The Long Haul to One Hundred and Seventy-Five Short Stories

short-story

“I love short stories because I believe they are the way we live. They are what our friends tell us, in their pain and joy, their passion and rage, their yearning and their cry against injustice.” ― Andre Dubus

I began writing when I was young.

Well, back then I drew pictures and wrote little stories beneath them in a prehistoric blog-like fashion. The first story I remember writing was about God. Couldn’t have been more than five years old at the time and I’m sure it wasn’t much of a story. The only reason I remember it is because I was severely punished for it. Not the story so much as the crayon drawing of God accompanying it. Just a bearded man sitting on a chair in the clouds. To this day I have no idea why it sparked so much anger.

In school, I devoured comic books and my storytelling reflected this as I scribbled comic panels in my composition notebooks and sometimes my textbooks if I ran out of paper. I only shifted gears to prose after Frank Herbert absolutely blew my mind with the first book in his Dune series that I read in the sixth grade to impress a girl named Jeanette Baker.

It was her favorite book.

Ultimately, she wasn’t all that impressed by either me or my ability to read feudal interstellar societal science fiction, but Paul Atreides, The Bene Gesserit, The Fremen, and The Spice Melange left a lasting impression on me.

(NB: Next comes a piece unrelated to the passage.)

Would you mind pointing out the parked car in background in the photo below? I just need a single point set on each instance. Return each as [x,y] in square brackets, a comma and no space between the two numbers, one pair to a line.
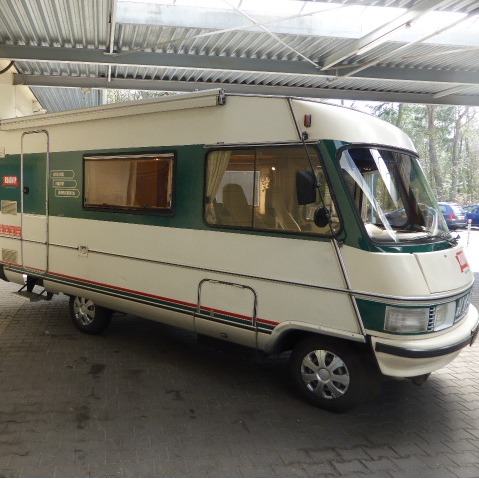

Unavoidable circumstances after college pulled me away from writing for longer than I’m happy to admit, but today marks the completion of my one hundred and seventy-fifth short story since I was lured back into writing after reading a copy of Harlan Ellison’s short story collection, Strange Wine, in a public library tucked away in Portsmouth Virginia.

Another mind-altering experience, as Harlan introduced me to the world of speculative fiction.

This milestone doesn’t include my detours into graphic novel self-publishing or article writing and short/feature-length screenwriting. Nor does it include the many and various unfinished stories that inhabit my Story Box Full of Regret. Many were picked up by a number of magazines, vanity press, and now-defunct publications during the halcyon days of snail mail querying and submissions, some of which are posted on this site, two are viewable at MasticadoresIndia, and only thirteen have been forever filed away in the fad drawer due to severely outdated themes.

Of the remaining one hundred and sixty-nine stories, only six are so cringe-inducingly bad that I refuse to revise them. They serve as a reminder of just how awful my writing can be when I’m off my game and a yardstick as to how far I’ve come since my far-too-late-in-life return to the medium.

The one hundred fifty-two on the rung above are mostly inspired by actual events, ripped from the pages of my journal—when I used to keep a journal—and fictionalized into speculative and science fiction, horror, and modern-day twisted fairy tale pieces. This was when I followed that old chestnut piece of writing advice, Write what you know. These stories know the terrain well enough since they’ve been around the block a time or two. All they need is a bit of a touch-up, light revision at the most, before they make their rounds again. I’m confident they’ll find a home somewhere.

The final eleven are hatchlings, newbie stories that are a tad more introspective and feature solid speculative elements. I’m a proud Papa so I must admit that these tales are my best, though if I had my druthers I would have planted their roots more firmly in the soil of either horror or science fiction instead of having them languish somewhere in the bleed of the two genres.

Of these, four are out for approval which leaves seven that I’m in the midst of revising before they join their brothers and sisters in the cold cruel world. The aim naturally is to send them all out so that can quit bugging me about wanting to be read. They can be so annoying that way.

Cheers for humoring me as I wool-gathered.